After a 2-year absence, the Brazilian city Rio De Janeiro held a festival.  

A myriad of dancers and drummers took to the beach city’s “Sambadrome,” its dedicated carnival parade venue, which had been turned into a drive-through vaccination centre at the peak of the pandemic.

The all-night parades by the city’s top samba schools Friday and Saturday nights are the first since February 2020, marking a positive turning point for Brazil, where Covid-19 has claimed more than 660,000 lives, second only to the United States.

“I’m just so happy. I think a lot of people are going to cry… including me,” said Ana Vieira, a 48-year-old geography teacher, who was wearing a giant, glistening white costume to parade for the Imperatriz samba school.

“Carnival is life. You can see the happiness on people’s faces after two long years staying home and missing it,” Vieira, who has been parading for 20 years, told AFP.
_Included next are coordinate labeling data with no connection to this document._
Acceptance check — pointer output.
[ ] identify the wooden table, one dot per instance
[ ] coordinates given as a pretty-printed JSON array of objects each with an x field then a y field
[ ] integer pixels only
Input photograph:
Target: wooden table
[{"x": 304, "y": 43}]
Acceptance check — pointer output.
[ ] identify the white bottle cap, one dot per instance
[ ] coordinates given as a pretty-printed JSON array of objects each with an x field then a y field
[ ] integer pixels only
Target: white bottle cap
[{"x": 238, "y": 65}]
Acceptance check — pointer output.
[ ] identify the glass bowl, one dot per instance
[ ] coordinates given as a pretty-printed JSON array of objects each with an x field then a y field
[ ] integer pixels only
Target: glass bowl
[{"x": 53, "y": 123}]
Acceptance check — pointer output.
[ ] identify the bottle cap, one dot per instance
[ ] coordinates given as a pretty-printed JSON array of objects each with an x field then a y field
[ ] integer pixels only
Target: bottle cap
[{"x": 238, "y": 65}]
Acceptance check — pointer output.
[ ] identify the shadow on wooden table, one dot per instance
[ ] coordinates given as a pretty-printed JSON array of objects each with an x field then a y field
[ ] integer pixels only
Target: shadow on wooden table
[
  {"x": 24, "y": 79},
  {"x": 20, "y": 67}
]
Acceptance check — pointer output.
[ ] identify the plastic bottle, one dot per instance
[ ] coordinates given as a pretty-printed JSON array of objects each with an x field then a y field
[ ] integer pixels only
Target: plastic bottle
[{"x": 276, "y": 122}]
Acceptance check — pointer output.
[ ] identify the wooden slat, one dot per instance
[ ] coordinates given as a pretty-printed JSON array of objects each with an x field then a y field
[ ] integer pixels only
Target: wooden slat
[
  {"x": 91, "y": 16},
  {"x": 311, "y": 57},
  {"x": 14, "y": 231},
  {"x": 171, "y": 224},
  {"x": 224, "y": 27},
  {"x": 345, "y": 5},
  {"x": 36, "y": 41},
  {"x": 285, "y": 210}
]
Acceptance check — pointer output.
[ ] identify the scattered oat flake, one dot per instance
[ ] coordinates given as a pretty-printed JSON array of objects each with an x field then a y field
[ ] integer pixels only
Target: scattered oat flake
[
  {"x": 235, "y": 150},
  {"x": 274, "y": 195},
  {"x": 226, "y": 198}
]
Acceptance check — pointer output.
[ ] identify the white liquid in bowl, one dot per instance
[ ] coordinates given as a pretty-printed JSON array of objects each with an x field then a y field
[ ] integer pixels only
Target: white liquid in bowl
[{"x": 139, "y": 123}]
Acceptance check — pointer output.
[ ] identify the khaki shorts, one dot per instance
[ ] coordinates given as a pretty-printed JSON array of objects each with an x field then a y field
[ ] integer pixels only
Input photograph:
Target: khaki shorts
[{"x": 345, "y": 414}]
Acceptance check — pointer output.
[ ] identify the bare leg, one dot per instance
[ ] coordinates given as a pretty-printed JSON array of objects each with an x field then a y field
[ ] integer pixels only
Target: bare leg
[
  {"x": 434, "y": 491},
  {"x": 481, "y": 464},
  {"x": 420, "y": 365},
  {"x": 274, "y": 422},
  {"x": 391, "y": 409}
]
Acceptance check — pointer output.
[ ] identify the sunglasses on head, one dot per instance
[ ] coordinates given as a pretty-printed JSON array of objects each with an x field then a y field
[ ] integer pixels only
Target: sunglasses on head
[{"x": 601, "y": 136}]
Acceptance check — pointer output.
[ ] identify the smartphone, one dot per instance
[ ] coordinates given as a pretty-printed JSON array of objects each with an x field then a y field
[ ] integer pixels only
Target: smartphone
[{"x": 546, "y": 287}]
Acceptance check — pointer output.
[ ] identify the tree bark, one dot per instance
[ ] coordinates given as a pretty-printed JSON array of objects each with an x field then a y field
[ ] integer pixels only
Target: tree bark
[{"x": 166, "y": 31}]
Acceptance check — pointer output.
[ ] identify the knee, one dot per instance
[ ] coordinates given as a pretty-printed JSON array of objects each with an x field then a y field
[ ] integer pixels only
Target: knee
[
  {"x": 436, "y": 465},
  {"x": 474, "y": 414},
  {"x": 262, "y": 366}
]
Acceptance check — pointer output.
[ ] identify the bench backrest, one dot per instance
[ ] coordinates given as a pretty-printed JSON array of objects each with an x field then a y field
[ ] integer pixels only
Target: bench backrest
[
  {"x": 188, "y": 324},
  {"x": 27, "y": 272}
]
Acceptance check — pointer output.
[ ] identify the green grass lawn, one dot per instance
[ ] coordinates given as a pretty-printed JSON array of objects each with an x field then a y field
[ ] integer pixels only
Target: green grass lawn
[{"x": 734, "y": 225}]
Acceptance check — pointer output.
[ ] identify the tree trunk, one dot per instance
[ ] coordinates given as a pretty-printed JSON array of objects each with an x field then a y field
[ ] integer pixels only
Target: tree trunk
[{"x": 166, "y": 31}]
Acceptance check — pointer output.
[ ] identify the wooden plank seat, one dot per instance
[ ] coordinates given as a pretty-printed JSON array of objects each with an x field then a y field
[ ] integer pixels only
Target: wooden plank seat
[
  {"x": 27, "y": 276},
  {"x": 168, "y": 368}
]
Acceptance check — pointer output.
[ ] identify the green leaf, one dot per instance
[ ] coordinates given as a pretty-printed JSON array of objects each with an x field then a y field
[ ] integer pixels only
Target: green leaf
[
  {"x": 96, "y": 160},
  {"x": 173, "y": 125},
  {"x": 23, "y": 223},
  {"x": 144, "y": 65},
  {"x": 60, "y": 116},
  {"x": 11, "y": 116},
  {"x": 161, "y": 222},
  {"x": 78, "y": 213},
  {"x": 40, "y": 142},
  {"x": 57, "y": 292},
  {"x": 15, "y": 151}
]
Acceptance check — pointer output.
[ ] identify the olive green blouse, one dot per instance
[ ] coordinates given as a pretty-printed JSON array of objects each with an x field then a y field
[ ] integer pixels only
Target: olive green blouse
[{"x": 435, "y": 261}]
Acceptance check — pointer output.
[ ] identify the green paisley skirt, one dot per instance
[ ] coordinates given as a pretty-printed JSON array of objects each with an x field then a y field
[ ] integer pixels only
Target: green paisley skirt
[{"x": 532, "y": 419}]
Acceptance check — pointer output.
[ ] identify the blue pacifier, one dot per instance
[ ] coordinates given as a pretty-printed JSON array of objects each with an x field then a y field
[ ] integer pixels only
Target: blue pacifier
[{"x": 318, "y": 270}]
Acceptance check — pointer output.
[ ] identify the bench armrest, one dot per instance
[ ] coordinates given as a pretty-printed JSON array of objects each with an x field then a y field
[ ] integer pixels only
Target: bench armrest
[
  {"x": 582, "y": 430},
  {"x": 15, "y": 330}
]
“I couldn’t sleep last night, I was so excited,” said Rita Marcelino, a 62-year-old domestic worker who was dancing up a storm as she waited to parade — a moment of catharsis after losing her job and “many” friends and family members to the pandemic.

There were concerns carnival would be axed again this year, after Rio authorities canceled it last year and then postponed this edition by two months from the traditional dates, just before the Catholic season of Lent, over fears of the Omicron variant spreading.
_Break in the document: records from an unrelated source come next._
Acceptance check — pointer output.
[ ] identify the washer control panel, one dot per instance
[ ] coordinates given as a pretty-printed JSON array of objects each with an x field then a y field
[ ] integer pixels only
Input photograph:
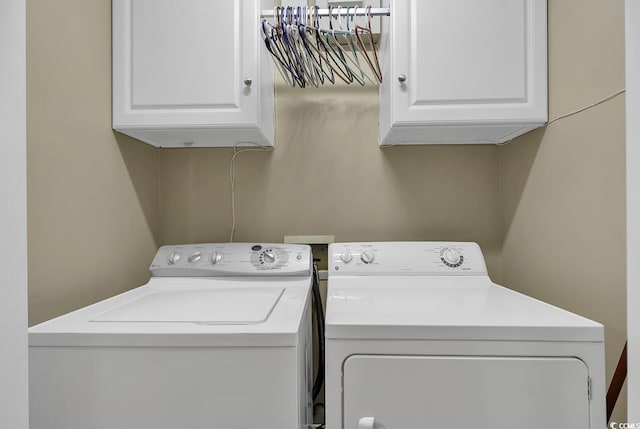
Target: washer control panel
[
  {"x": 410, "y": 258},
  {"x": 232, "y": 260}
]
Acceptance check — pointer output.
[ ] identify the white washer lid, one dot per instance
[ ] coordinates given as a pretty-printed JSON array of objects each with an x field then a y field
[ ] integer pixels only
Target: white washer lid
[
  {"x": 209, "y": 307},
  {"x": 261, "y": 312}
]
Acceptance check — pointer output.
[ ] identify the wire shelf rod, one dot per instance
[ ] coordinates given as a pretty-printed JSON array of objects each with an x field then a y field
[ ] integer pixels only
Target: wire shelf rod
[{"x": 361, "y": 11}]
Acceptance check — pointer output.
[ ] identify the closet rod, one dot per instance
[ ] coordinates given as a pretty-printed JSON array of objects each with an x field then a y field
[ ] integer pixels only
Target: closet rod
[{"x": 361, "y": 11}]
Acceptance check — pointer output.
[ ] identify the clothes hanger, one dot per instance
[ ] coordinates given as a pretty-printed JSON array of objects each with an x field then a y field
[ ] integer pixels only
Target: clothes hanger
[
  {"x": 336, "y": 55},
  {"x": 315, "y": 43},
  {"x": 353, "y": 57},
  {"x": 306, "y": 64},
  {"x": 270, "y": 33}
]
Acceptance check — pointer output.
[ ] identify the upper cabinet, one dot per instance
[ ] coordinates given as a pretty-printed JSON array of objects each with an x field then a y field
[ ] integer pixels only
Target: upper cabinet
[
  {"x": 463, "y": 71},
  {"x": 192, "y": 73}
]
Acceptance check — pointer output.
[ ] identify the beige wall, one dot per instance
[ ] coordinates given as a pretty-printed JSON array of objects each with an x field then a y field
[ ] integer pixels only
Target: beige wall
[
  {"x": 328, "y": 176},
  {"x": 92, "y": 197},
  {"x": 562, "y": 188},
  {"x": 547, "y": 209}
]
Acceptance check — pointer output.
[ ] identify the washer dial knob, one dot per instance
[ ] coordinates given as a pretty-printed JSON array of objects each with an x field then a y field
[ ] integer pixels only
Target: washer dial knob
[
  {"x": 195, "y": 257},
  {"x": 346, "y": 257},
  {"x": 451, "y": 257},
  {"x": 269, "y": 256},
  {"x": 367, "y": 257},
  {"x": 174, "y": 257}
]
However, with over 75 percent of Brazil’s 213 million people now fully vaccinated, the average weekly Covid-19 death toll has plunged from more than 3,000 a year ago to around 100, allowing the festival to take place.

All participants and the 75,000 attendees expected each night are required to present proof of vaccination.

City officials have not authorized the large carnival street parties known as “blocos,” but several smaller ones are still being held.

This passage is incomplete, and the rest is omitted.